When Novation released the KS4 and KS5 in the early 2000s, they took the proven formula of their K-Station and pushed it significantly further, creating a synth that felt like a bridge between budget-friendly and serious production tools. The KS4 arrived with 16-voice polyphony and a synthesis engine evolved from their award-winning Nova and Supernova II, making it capable of far more sonic depth than its price tag suggested.
The heart of the KS4 is its three detunable oscillators, each offering sawtooth, square, triangle, sine, variable pulse, and double waveforms plus 17 additional sample-based waveforms that include piano envelopes, stepped pitch sequences, and rhythmic patterns perfect for percussive or metallic tones. You can sync oscillators together, apply FM synthesis between them, or route external audio through the oscillator section entirely. The multimode filter handles low-pass, high-pass, and bandpass modes with switchable 12 or 24dB slopes, while two LFOs with sample-and-hold and multiple waveform options give you serious modulation possibilities. The mixer section includes dynamic level modulation, letting you blend oscillator outputs in real time for evolving textures.

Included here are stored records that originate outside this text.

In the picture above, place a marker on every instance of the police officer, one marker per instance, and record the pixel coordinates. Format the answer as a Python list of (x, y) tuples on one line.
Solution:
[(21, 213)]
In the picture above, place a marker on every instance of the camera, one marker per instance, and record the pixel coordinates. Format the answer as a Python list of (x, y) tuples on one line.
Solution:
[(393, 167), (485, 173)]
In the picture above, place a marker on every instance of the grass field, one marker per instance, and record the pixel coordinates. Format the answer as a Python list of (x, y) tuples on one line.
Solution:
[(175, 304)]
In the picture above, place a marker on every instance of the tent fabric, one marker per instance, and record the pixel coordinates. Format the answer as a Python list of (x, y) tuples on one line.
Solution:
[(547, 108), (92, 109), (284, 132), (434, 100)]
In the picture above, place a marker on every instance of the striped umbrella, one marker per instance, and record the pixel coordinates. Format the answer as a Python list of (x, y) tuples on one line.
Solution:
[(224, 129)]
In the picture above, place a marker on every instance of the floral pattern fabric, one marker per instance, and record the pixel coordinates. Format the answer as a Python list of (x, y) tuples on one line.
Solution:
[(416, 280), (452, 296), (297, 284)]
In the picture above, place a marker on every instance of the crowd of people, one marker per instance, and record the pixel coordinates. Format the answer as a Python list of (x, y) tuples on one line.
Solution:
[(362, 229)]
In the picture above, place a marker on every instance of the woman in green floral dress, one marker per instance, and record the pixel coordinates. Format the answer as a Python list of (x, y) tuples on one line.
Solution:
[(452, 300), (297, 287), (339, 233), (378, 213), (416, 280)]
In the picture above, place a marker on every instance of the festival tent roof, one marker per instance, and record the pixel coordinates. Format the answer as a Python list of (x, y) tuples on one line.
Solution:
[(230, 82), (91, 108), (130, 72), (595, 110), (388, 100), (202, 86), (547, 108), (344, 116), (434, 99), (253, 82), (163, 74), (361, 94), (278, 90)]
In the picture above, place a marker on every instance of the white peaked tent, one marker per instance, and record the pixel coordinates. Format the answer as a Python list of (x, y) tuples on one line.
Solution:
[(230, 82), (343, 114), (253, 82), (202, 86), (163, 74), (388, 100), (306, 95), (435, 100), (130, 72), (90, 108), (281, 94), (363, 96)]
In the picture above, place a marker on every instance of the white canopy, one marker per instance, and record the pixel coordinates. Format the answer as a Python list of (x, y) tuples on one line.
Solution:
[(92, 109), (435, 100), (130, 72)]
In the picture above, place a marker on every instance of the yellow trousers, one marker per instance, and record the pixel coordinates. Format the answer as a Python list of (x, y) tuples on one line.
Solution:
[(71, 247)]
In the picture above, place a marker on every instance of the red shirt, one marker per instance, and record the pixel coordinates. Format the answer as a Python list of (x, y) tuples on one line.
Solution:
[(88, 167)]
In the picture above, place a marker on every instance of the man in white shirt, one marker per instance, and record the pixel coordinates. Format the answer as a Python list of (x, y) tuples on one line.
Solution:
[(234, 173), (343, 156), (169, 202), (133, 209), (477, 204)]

What really sets the KS4 apart is its four-part multitimbral mode, where each part gets its own complete effects chain—a feature Novation carried over from their higher-end gear. You're working with six simultaneous effects per part including reverb, distortion, tempo-locked chorus and phaser, delay, stereo panning, and a 12-band vocoder for processing external audio or drum loops. The 49-key semi-weighted keyboard includes velocity and aftertouch, and all 29 knobs and sliders transmit MIDI. Four independent arpeggiators with 32 preset patterns round out the feature set, along with 200 user programs and 50 user performances to store your work.
The KS4 has aged well in the used market, with players appreciating its warm filter character, the surprising depth of its digital waveforms, and how much control you get over the sound-shaping process.